Jesus, who doesn’t see national or denominational differences, is willing to heal the ten lepers. He tells them to show themselves to the priests, the ritual which must be done before re-entry into the community is established. The ten desperados do as they’re told. It’s an act of faith. It makes them clean. 

I don’t, as a general rule, believe in “faith healing,” at least not to the exclusion of doctors and modern medicine.
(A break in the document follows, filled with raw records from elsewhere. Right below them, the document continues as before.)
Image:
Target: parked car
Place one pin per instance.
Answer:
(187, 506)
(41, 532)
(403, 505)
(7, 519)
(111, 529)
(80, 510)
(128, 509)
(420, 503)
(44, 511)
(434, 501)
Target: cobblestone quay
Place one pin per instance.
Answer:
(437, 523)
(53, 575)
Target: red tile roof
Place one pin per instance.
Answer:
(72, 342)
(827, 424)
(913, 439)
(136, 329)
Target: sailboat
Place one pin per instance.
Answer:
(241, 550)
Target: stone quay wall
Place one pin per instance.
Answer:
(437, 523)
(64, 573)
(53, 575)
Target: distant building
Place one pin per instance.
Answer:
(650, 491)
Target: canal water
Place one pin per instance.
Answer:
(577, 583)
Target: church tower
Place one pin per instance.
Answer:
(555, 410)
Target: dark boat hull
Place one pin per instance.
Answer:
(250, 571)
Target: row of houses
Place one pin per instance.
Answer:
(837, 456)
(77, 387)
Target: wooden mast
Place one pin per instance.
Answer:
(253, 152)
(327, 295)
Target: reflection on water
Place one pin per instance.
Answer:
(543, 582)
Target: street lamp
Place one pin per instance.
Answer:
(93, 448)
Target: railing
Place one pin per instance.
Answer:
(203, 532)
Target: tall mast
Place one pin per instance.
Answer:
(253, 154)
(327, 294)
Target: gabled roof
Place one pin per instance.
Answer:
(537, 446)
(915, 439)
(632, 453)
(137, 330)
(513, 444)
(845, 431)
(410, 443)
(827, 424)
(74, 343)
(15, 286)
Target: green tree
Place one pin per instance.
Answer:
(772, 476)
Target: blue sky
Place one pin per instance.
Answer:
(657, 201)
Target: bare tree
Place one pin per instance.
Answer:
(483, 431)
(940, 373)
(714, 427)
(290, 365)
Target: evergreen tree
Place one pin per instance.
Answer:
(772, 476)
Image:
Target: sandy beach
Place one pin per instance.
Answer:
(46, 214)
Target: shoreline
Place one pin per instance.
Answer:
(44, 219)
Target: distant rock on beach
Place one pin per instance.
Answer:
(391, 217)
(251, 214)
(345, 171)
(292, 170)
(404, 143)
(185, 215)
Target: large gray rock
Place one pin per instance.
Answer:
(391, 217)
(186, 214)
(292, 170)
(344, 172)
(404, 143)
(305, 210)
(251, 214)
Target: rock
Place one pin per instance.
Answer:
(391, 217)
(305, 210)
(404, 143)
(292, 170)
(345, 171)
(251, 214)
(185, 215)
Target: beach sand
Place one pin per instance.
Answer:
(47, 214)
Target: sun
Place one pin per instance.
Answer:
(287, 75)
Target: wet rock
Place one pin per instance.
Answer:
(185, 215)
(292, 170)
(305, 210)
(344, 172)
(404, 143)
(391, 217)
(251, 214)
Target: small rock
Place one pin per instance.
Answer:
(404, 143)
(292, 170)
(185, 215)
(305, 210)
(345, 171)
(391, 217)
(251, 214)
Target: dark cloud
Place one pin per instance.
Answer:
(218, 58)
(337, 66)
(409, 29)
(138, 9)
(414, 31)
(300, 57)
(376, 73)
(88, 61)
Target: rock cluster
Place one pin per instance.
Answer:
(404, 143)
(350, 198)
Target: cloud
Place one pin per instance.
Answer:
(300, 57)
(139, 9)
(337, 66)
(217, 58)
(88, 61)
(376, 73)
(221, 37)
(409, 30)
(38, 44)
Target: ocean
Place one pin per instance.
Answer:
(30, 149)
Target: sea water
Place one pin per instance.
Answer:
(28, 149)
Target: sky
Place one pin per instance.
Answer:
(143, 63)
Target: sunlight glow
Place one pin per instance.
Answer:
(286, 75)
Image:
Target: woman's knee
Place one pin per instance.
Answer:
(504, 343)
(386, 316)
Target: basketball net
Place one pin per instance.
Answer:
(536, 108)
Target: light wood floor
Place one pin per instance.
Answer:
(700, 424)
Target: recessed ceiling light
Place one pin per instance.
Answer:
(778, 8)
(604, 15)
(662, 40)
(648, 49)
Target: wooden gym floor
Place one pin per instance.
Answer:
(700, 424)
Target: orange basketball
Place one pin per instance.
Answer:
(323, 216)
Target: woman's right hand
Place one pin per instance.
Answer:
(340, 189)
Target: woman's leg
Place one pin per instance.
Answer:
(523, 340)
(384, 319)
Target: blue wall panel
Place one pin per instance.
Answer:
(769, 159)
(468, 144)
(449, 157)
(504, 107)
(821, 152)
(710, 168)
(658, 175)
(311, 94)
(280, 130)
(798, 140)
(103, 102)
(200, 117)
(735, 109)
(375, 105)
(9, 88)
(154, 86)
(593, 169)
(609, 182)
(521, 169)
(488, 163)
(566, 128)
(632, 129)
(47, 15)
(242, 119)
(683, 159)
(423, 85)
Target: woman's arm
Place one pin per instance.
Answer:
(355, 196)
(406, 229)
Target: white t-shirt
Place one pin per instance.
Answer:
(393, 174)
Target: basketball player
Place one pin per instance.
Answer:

All the same, I will pray for wholeness and health for anyone, and I do so on a regular basis given the life I lead. I don’t believe that anyone is ever really healed without faith. Like the lepers in the story, every desperado needs to believe in wellness. You’ve got to have trust and vision to see beyond your illness. If you can’t imagine wellness, you can’t get well. 

The highlight of the story, however, is the one effusive act of gratitude made by the Samaritan leper. You’ve got to love this guy. He gets it. The other nine lepers may have been cured of their disease, but only the Samaritan was “made well.”  He’s the only one who has crossed the border into the territory of the living. Time in the borderland should change us, don’t you think? Knowing the accepting, healing, and welcoming power of Christ has to have some effect on us. I mean, if we’re not thankful for what God has done, if our vision doesn’t change, if we don’t grow more patient, more joyful, more understanding—were we really made well? 

Think about it. And thanks for looking in on me this week.